Ola Oyetayo, Chief Executive Officer at Verto,

Commentators report the world in the throes of deglobilisation a trend whereby countries are reducing their interdependence on global economies, cultures and populations and relying more on local support. This shift in economic activity is impacting the flow of investment, people and information, and most notably cross-border trade in goods and services resulting in an upswing in local manufacturing and distribution.

With the subsequent demand for warehousing on the increase, it seems South Africa has adopted this transformation and local markets will benefit.   “As a result of deglobalisation our reliance on China and other manufacturing countries is forcefully being reduced and Africa is having to start on-shoring their supply chain of goods as well as finding locally manufactured commodities – this bodes well for the property sector and is driving the demand for warehousing,” says Quintin Rossi, CEO of JSE listed Spear REIT.

The disruption to global supply chains compounded by the war in Ukraine, the ‘side-effects’ of Covid, elevated logistical costs and economic instability have pushed corporate leaders and investors to reassess and re-evaluate their current strategies and look to local to support the dwindling supply chain.  Similarly the commercial and industrial real estate sector is having to look a little closer to home and tweak their offerings – factoring in property sizes, the distance from ports, outlets, airports etc. to combat rising fuel costs and traffic congestion.

Already you have big corporations such as TFG and Pep adopting this China plus-one approach having to on-shore and manufacture locally due to supply chain constraints, and in an environment where you have the transportation of goods – the cost of which has increased by 400% from China to end-destination – there is no other option but to find local suppliers says Rossi.

As a regionally focused REIT which only owns Western Cape assets with a Cape Town bias, Spear has been acquiring warehousing on the City’s periphery that will service any and all types of industry. “We are in a position to provide manufacturing and storage space of between 2000m2  to 30 000m2 for these local operations,” says Rossi.    Ideal tenants include bulk storage companies, transport, courier and logistics, removal companies, manufacturers, and distribution-focused warehousing.


Off the back of successful FY22 results, Rossi adds that Spear’s focus is to continue with their growth strategy and increase its investment into multi-let industrial, warehousing, logistics and convenience retail assets in the Western Cape that are accessible and conveniently located in well- established nodes or in growing nodes, across the metro and the Province all the way up to George.
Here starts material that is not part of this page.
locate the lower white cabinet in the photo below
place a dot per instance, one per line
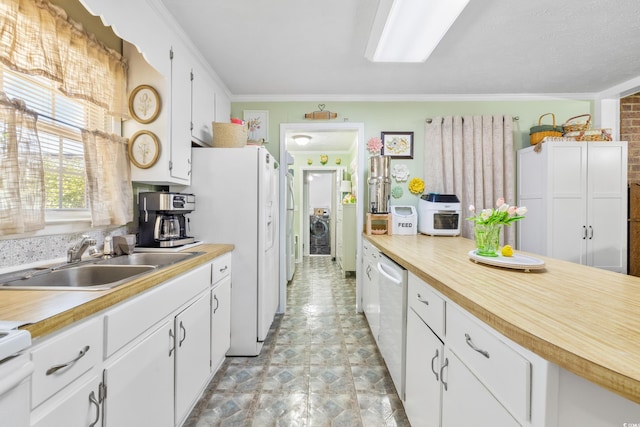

This will complement their existing core portfolio comprised of high-quality assets underpinned by strong lease covenants and superior tenant profiles.


This shift to onshoring will hopefully yield a more sustainable form of global trade and investment, help reduce transport costs and traffic congestion, create jobs, improve our local economy, restore investor confidence, and further boost the real estate sector as the Covid blues are shaken off and a brave new world is encountered.